CREATE VIEW Person ( id varchar, name varchar, dob date, PRIMARY KEY (id) ) OPTIONS ( MATERIALIZED 'TRUE', UPDATABLE 'TRUE', MATERIALIZED_TABLE 'materialized.PersonCached', "teiid_rel:MATVIEW_TTL" 20000, "teiid_rel:ALLOW_MATVIEW_MANAGEMENT" 'true', "teiid_rel:MATVIEW_LOADNUMBER_COLUMN" 'LoadNumber', "teiid_rel:MATVIEW_STATUS_TABLE" 'materialized.status' ) AS SELECT p.id, p.name, p.dob FROM Source.Person AS p;
External Materialization
This document will explain what Teiid External Materialization is and how to use it.
What is it ?
In Teiid, a view is a virtual table based on the computing(loading/transforming/federating) of a complex SQL statement across heterogeneous data sources. Teiid external materialization process can cache the View data to an external data source systems on a periodic basis. When a user issues queries against this View, the request will be redirected to this external data source system where cached results will be returned, rather than re-computing results from source systems.

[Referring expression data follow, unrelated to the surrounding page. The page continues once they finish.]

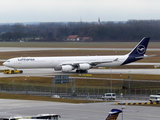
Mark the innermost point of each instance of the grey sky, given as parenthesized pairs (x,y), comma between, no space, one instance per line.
(73,10)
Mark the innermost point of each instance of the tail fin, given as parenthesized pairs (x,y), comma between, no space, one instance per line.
(140,48)
(138,52)
(113,114)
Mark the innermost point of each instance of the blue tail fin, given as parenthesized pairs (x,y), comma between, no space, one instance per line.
(113,114)
(138,52)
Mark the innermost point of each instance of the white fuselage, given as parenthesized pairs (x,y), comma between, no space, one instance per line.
(57,62)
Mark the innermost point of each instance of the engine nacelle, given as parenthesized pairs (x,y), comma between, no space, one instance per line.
(84,66)
(67,68)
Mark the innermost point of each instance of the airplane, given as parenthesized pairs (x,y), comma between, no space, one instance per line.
(80,63)
(113,114)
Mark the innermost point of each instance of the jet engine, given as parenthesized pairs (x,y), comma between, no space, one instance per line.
(67,68)
(84,66)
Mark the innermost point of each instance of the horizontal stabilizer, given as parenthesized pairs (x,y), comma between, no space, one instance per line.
(145,56)
(113,114)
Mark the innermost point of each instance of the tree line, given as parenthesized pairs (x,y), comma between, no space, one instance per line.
(131,30)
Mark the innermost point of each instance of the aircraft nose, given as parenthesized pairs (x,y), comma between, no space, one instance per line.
(4,63)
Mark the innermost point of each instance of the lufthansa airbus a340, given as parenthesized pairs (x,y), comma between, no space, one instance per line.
(80,63)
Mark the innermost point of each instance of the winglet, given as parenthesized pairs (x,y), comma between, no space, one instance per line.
(113,114)
(140,48)
(138,52)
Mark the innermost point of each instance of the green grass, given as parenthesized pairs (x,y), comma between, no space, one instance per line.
(40,98)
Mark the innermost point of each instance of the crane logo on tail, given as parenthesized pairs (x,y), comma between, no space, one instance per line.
(141,49)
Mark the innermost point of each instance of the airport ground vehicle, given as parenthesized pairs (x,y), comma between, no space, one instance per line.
(154,98)
(109,96)
(8,71)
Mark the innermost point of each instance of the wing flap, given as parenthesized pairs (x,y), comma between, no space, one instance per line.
(93,63)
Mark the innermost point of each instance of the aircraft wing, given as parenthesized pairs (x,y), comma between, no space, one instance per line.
(94,63)
(146,56)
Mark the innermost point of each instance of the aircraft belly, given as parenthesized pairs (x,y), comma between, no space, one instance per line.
(108,64)
(34,65)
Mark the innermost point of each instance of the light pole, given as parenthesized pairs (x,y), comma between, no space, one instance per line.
(26,85)
(123,107)
(111,78)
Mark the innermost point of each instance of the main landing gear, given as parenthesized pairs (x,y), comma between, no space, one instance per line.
(81,71)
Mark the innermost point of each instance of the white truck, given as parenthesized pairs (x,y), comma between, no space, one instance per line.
(154,98)
(109,96)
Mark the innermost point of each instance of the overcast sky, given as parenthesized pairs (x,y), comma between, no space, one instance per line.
(74,10)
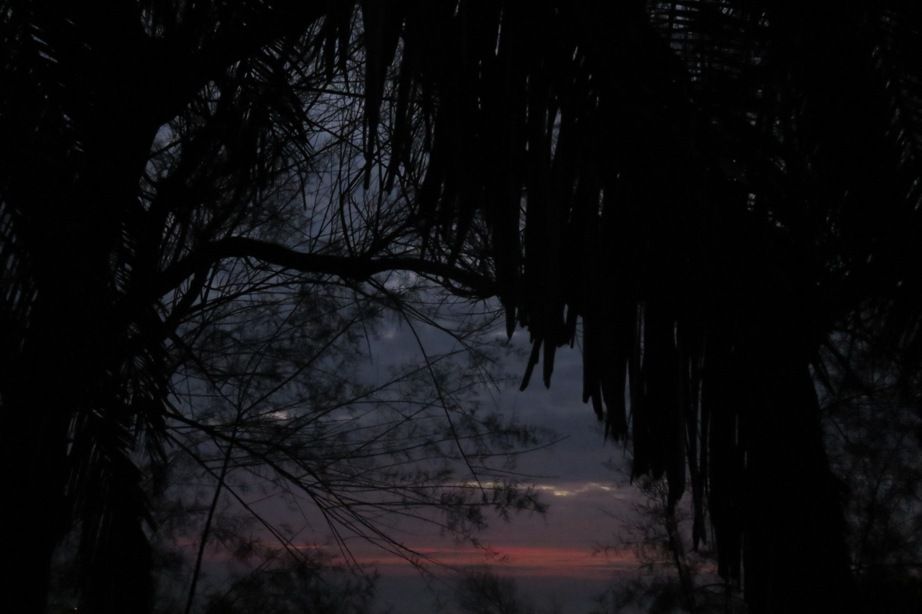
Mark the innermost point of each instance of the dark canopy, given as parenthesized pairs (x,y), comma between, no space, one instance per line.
(697,192)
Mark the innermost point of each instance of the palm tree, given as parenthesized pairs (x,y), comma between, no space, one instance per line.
(701,189)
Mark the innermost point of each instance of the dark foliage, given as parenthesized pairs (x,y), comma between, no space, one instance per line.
(707,187)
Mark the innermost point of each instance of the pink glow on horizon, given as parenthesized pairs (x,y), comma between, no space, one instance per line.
(512,560)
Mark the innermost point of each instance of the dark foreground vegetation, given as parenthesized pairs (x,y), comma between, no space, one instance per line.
(719,200)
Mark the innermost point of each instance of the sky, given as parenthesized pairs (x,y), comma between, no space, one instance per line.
(582,478)
(553,557)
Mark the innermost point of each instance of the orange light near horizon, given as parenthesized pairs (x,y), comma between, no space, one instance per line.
(512,561)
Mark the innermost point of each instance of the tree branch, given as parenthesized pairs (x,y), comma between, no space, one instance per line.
(352,268)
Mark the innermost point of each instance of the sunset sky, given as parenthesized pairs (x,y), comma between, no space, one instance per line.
(552,556)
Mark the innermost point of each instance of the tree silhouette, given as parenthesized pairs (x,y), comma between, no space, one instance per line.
(704,187)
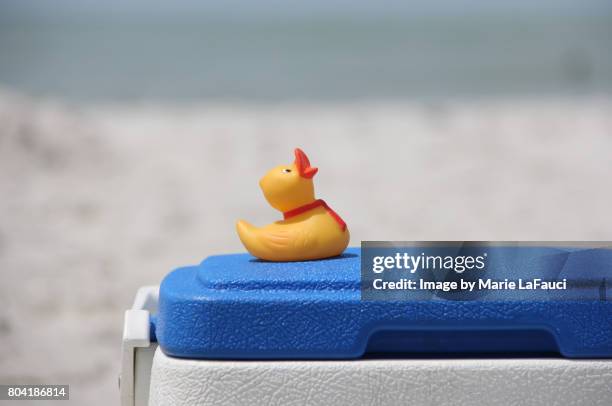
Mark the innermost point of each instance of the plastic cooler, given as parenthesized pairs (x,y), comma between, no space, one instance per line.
(236,330)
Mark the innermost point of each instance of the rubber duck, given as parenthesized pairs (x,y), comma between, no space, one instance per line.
(310,229)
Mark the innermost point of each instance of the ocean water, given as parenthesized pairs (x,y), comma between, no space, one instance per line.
(317,58)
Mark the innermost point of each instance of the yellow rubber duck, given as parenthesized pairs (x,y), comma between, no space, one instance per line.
(310,229)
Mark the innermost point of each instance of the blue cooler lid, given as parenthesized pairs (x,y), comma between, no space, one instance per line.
(238,307)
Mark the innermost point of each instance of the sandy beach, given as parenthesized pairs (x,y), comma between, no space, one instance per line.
(98,200)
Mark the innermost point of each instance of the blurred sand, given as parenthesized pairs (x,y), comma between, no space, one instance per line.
(97,201)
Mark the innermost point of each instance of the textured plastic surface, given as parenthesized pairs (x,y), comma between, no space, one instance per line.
(236,307)
(426,382)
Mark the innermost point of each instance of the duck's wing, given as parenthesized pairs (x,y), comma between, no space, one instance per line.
(276,242)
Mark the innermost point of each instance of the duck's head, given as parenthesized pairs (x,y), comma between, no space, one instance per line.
(289,186)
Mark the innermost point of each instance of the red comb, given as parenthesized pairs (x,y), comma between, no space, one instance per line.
(303,165)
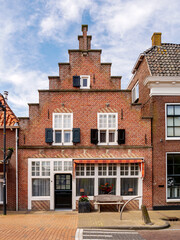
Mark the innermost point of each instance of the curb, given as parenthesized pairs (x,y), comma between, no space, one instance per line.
(166,225)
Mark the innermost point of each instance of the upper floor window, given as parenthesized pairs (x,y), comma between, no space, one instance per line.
(84,82)
(62,128)
(135,93)
(107,128)
(173,121)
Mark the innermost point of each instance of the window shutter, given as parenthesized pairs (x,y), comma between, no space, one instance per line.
(76,135)
(121,136)
(49,135)
(76,81)
(94,136)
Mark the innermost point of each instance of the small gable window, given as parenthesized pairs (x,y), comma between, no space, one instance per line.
(84,82)
(135,93)
(62,128)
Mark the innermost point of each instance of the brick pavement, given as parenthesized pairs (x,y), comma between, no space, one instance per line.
(39,225)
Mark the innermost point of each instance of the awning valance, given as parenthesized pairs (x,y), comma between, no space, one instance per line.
(108,160)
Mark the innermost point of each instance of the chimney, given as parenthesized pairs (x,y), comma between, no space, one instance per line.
(156,39)
(84,40)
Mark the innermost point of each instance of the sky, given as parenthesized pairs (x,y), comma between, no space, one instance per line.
(36,34)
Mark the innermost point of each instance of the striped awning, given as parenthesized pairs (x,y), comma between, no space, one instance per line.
(84,161)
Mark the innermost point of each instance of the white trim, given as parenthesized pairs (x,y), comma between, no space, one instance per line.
(62,129)
(170,200)
(166,137)
(88,81)
(107,129)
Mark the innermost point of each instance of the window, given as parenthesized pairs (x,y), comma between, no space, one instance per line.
(84,82)
(1,188)
(135,93)
(40,187)
(173,121)
(62,126)
(40,174)
(107,128)
(173,176)
(129,179)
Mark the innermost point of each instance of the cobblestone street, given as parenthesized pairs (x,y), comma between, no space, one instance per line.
(45,226)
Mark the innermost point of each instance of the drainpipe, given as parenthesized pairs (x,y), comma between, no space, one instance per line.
(16,169)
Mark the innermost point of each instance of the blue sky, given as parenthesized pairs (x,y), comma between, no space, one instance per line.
(36,34)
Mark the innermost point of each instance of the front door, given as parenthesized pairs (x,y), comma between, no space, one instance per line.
(63,190)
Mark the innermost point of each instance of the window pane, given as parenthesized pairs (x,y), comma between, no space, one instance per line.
(107,186)
(177,109)
(58,136)
(102,136)
(1,191)
(67,121)
(84,82)
(170,132)
(111,136)
(45,168)
(170,110)
(58,121)
(67,166)
(112,121)
(129,186)
(58,166)
(67,136)
(40,187)
(102,121)
(177,121)
(170,121)
(177,131)
(86,184)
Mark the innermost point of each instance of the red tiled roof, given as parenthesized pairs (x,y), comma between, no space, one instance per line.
(11,118)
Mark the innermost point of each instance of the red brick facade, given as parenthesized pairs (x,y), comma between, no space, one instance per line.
(104,96)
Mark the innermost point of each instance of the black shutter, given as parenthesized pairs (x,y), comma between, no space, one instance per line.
(49,135)
(94,136)
(76,135)
(121,136)
(76,81)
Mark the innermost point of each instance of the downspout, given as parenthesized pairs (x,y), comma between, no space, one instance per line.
(16,169)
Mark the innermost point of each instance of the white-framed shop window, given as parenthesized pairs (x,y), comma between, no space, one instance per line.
(107,128)
(173,177)
(84,81)
(172,121)
(135,93)
(1,188)
(62,128)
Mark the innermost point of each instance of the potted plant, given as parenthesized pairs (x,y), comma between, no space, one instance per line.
(84,204)
(106,188)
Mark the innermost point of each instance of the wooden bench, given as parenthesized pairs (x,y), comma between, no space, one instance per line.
(108,199)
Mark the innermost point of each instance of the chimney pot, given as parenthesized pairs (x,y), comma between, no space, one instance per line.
(156,39)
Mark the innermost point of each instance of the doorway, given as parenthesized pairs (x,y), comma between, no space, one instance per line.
(63,190)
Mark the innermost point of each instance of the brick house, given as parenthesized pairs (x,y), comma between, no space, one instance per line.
(11,167)
(84,132)
(156,86)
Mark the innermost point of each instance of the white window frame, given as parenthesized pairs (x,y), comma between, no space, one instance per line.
(169,138)
(63,129)
(135,92)
(170,200)
(107,129)
(81,81)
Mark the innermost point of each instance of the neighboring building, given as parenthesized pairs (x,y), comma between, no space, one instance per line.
(156,85)
(84,132)
(11,167)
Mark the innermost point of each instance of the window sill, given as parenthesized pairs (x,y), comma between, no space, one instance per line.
(173,200)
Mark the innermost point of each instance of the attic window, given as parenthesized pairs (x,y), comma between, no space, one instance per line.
(84,82)
(135,93)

Materialization can prove to be time and resource saving if your View transformation is complex and/or access to the source systems is constrained.
Materialized View - Materialized view is just like other views, with additional options in View Options, to enable pre-computing and caching data to an external data source system.
Materialized Table - Materialized table represents the target table for the materialized View, has the same structure as the materialized view, but exists on the external data source system.
MatView Status Table - Each materialized view has a reference to 'Status' table, this used to save the Materialized views' refresh status. This table typically exists on the same physical source with the Materialized Table
.
An external materialized view gives the administrator full control over the loading and refresh strategies. Refer to Materialization Management for details.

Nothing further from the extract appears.